The officers were identified by the department as Luis Castellanos Jr. and Omar Mondragon. Castellanos has been a police officer in Los Banos for four years while Mondragon has been a police officer for about a year and a half.
Cmdr. Jason Hedden said both men worked as community service officers at the Los Banos jail before becoming street cops.
Castellanos was identified as the officer who opened fire on Salome Ramirez, a 34-year-old Los Banos man with a minor criminal record and, according to police, a history of acting “belligerent” and “aggressive” with officers.

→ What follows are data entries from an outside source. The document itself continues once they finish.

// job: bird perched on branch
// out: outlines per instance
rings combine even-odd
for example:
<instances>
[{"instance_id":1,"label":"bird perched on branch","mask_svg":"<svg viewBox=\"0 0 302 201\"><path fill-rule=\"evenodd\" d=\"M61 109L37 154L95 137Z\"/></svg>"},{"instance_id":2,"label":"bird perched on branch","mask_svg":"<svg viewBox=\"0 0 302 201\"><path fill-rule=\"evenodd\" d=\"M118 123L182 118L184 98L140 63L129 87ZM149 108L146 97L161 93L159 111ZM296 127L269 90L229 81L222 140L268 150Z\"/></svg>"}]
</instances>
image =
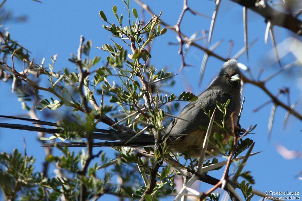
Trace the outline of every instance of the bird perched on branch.
<instances>
[{"instance_id":1,"label":"bird perched on branch","mask_svg":"<svg viewBox=\"0 0 302 201\"><path fill-rule=\"evenodd\" d=\"M210 111L213 112L216 107L216 102L222 105L230 100L227 107L225 117L225 127L232 127L231 114L239 113L240 108L241 85L241 74L237 61L231 59L223 65L219 74L214 79L207 89L199 95L196 101L191 102L187 105L175 118L166 129L165 134L169 136L167 140L170 148L173 151L184 153L193 157L199 156L204 139L206 130L201 127L207 127L210 121L208 116L205 113ZM31 119L0 116L30 121L34 123L42 125L58 126L54 123ZM216 113L215 120L221 122L223 117L222 112ZM237 118L234 118L234 124L237 124ZM47 133L59 133L61 130L30 126L21 124L0 123L0 127L26 130L31 131L44 132ZM63 128L64 129L64 128ZM210 138L213 138L215 132L223 133L224 131L218 126L213 125ZM95 146L127 146L143 147L154 146L154 138L151 135L142 134L133 138L132 132L117 131L111 129L96 129L93 133L93 138L105 141L93 144ZM56 143L58 146L70 147L86 146L85 143L70 142ZM54 143L47 143L43 145L53 146ZM215 145L210 143L207 150L207 155L217 154Z\"/></svg>"}]
</instances>

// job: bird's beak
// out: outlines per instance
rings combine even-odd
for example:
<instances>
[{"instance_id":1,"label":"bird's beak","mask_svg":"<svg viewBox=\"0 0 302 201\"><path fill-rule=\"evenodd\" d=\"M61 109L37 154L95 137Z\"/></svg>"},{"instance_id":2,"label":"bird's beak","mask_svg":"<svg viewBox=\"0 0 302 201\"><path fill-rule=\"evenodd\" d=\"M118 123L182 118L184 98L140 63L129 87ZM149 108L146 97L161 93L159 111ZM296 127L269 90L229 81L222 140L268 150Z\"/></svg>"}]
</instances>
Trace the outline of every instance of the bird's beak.
<instances>
[{"instance_id":1,"label":"bird's beak","mask_svg":"<svg viewBox=\"0 0 302 201\"><path fill-rule=\"evenodd\" d=\"M235 74L231 77L231 81L232 82L239 82L240 81L240 76L237 74Z\"/></svg>"}]
</instances>

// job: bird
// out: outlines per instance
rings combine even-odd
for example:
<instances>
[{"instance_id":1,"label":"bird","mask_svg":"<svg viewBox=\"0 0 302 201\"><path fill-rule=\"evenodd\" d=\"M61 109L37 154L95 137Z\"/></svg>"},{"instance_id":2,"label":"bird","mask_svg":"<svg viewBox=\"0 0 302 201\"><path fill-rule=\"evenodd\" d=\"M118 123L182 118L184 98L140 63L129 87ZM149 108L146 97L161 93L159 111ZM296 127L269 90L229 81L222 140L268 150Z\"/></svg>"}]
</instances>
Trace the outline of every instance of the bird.
<instances>
[{"instance_id":1,"label":"bird","mask_svg":"<svg viewBox=\"0 0 302 201\"><path fill-rule=\"evenodd\" d=\"M223 64L218 75L206 89L197 96L196 100L190 102L187 105L163 132L162 137L164 135L168 137L167 141L172 151L192 158L199 156L207 131L201 126L207 127L210 121L209 115L205 112L210 111L213 112L217 107L217 102L223 105L230 99L230 102L227 106L225 117L225 127L227 128L231 127L231 115L232 113L238 115L241 108L241 76L236 60L230 59ZM29 121L34 124L58 126L55 123L28 118L4 115L0 115L0 117ZM222 112L216 113L214 120L217 122L221 122L223 118L223 114ZM235 125L237 124L237 118L233 118ZM58 129L1 123L0 123L0 127L51 133L59 133L61 131ZM209 135L211 140L210 142L212 141L215 132L223 133L225 131L217 125L213 124ZM134 134L131 132L112 129L97 129L93 134L94 139L104 141L95 142L94 146L142 147L154 146L155 144L154 136L147 133L142 133L133 138ZM216 145L213 142L209 144L206 150L207 158L223 153L219 152ZM85 142L71 142L45 143L42 145L43 146L55 146L84 147L86 144Z\"/></svg>"}]
</instances>

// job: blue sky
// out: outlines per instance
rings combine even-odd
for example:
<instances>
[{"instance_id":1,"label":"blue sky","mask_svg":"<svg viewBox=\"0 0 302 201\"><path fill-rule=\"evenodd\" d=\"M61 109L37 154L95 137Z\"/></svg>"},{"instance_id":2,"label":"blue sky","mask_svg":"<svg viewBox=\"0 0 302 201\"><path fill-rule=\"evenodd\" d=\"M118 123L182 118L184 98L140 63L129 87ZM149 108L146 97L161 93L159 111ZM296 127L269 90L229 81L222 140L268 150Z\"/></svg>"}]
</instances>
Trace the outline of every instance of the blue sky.
<instances>
[{"instance_id":1,"label":"blue sky","mask_svg":"<svg viewBox=\"0 0 302 201\"><path fill-rule=\"evenodd\" d=\"M108 21L116 24L116 19L112 11L114 5L117 6L117 12L119 14L123 14L124 18L127 16L121 1L43 1L41 4L29 0L7 1L5 4L6 9L11 11L16 15L26 15L28 20L21 23L9 22L5 27L9 27L8 31L12 38L17 40L32 52L31 58L35 58L37 63L40 63L43 57L46 58L46 63L50 63L50 57L58 53L55 67L57 70L65 67L74 68L74 66L67 60L67 58L71 53L76 53L81 35L83 35L86 39L92 40L93 47L111 42L108 36L109 33L102 27L104 22L99 17L100 10L104 11ZM183 4L182 1L180 0L146 1L146 3L158 14L162 10L161 18L171 25L177 22ZM191 8L210 16L211 16L215 8L214 2L212 1L188 1L188 5ZM130 6L136 8L139 16L141 16L141 9L135 2L130 1ZM234 42L231 55L233 55L244 46L242 10L241 6L230 1L223 1L220 5L212 42L209 45L218 40L224 39L223 42L214 52L224 57L226 56L230 40L233 40ZM149 20L150 17L149 14L146 12L145 16L146 20ZM251 42L256 38L259 40L250 49L249 62L247 61L245 54L243 55L238 61L250 67L255 77L258 76L260 68L264 69L261 76L263 78L278 71L280 67L275 61L268 61L270 52L272 52L273 56L275 54L270 41L266 45L264 44L266 27L264 19L249 10L248 16L249 40ZM190 36L198 31L203 29L208 30L210 22L209 19L194 16L187 12L181 24L181 29L185 34ZM277 44L293 36L292 33L285 29L276 27L274 29ZM181 64L180 56L177 54L179 46L168 44L168 42L177 42L174 33L168 30L163 36L157 38L155 41L151 52L152 58L150 63L158 69L166 67L169 71L178 72ZM199 43L203 45L202 41ZM186 86L189 83L193 93L196 95L206 88L216 76L223 63L214 58L210 57L201 86L198 87L199 68L204 54L204 52L194 47L190 48L186 61L193 66L185 68L175 77L177 84L174 88L170 89L171 92L180 94L186 90ZM100 56L102 60L105 59L107 55L106 52L94 48L91 52L91 57ZM284 65L295 59L293 55L290 55L282 58L281 62ZM22 68L21 65L20 66ZM300 100L301 83L298 80L299 79L300 80L301 74L300 68L296 67L291 71L278 76L267 83L267 86L274 94L276 94L278 89L283 86L289 87L291 103ZM2 82L0 86L0 93L3 97L0 100L0 113L8 115L25 114L26 112L21 109L16 94L11 93L10 84ZM300 151L302 143L302 137L300 131L301 121L291 117L287 129L283 130L283 120L286 111L278 107L271 139L268 141L267 125L271 104L255 113L253 113L252 110L269 100L269 97L261 90L248 84L244 86L243 93L243 96L246 97L246 102L240 119L241 124L246 128L250 125L258 124L254 130L256 134L251 135L249 137L255 142L253 151L262 152L250 158L245 168L245 170L251 171L252 174L254 177L256 184L253 187L262 192L300 191L302 190L300 187L302 186L301 181L295 178L294 176L301 170L301 159L285 159L277 152L275 147L276 145L281 144L289 150ZM284 97L280 99L283 101L286 100ZM183 104L182 107L185 105ZM300 113L301 105L300 101L296 107ZM2 120L1 120L2 121ZM9 122L16 122L10 121ZM100 124L99 127L106 128L108 127ZM11 152L15 148L23 150L23 137L25 137L27 143L27 154L33 155L37 158L35 164L37 169L39 170L44 157L44 151L37 142L37 135L34 133L0 129L0 151ZM104 150L109 153L109 156L114 155L113 151L110 148ZM210 174L211 176L220 178L222 172L216 171ZM208 186L203 184L201 186L200 189L201 190L206 190L209 187ZM255 196L253 199L258 200L260 199ZM113 198L112 200L116 200L115 199L116 198Z\"/></svg>"}]
</instances>

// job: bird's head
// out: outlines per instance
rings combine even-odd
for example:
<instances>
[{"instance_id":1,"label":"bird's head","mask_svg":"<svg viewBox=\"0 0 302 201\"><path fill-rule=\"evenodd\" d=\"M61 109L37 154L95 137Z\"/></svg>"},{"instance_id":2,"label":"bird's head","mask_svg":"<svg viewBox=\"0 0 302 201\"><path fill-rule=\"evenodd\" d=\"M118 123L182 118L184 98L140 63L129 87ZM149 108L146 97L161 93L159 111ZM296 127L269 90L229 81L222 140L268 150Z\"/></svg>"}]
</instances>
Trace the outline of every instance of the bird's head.
<instances>
[{"instance_id":1,"label":"bird's head","mask_svg":"<svg viewBox=\"0 0 302 201\"><path fill-rule=\"evenodd\" d=\"M228 90L240 90L241 87L241 73L238 67L237 61L230 59L223 64L219 74L208 88Z\"/></svg>"},{"instance_id":2,"label":"bird's head","mask_svg":"<svg viewBox=\"0 0 302 201\"><path fill-rule=\"evenodd\" d=\"M235 87L241 86L241 73L235 59L230 59L225 63L218 76L221 82Z\"/></svg>"}]
</instances>

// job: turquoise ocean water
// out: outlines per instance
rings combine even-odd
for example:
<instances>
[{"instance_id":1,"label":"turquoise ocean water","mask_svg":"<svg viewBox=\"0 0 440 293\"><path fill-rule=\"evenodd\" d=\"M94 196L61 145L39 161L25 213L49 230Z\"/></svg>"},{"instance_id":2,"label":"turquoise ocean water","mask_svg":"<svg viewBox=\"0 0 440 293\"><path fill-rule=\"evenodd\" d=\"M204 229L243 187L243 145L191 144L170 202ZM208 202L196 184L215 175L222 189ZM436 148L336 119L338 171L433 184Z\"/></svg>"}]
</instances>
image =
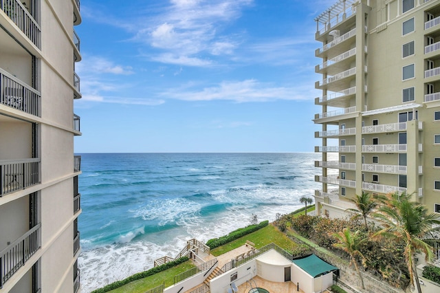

Hedden on Friday confirmed that, at nearly the same time that Castellanos fired his gun, the other officer, Mondragon, fired his Taser stun-gun at Ramirez.
Both men on Friday remained on paid administrative leave, a standard procedure in all officer-involved shootings, Hedden confirmed.
Police on July 11 were called to investigate reports of a man with a gun in the area of the Los Banos Rail Trail, near G and Seventh Streets.
The officers spoke with Ramirez at the scene and he acknowledged having a weapon tucked into the waistline of his shorts, Police Chief Gary Brizzee has said.
But Ramirez didn’t place his hands in the air and he did not get down onto his knees when instructed to do so by the officers, Brizzee said.
“Suddenly the man lifts up his shirt with one hand and he retrieves the firearm, the handgun, and begins to withdraw it from his waistline,” Brizzee told reporters last week at a news conference.
That’s when Castellanos fired one shot from his weapon, striking Ramirez in the abdomen. Hedden said Mondragon fired his Taser stun-gun “almost simultaneously” with Castellanos opening fire.
“The officers followed training in deploying the two separate force options,” police said in a statement released Friday.
Police later learned the object tucked into Ramirez’s waistline was a replica firearm.
The officer-involved shooting remains under investigation by the Los Banos Police Department. The Merced County District Attorney’s Office will conduct an independent review, a standard investigation in officer-involved shootings.
Mondragon was one of three Los Banos police officers who made headlines last year when they rushed into a burning home to rescue a 5-year-old boy and an elderly woman. Mondragon and the two other officers later were honored as heroes by city leaders.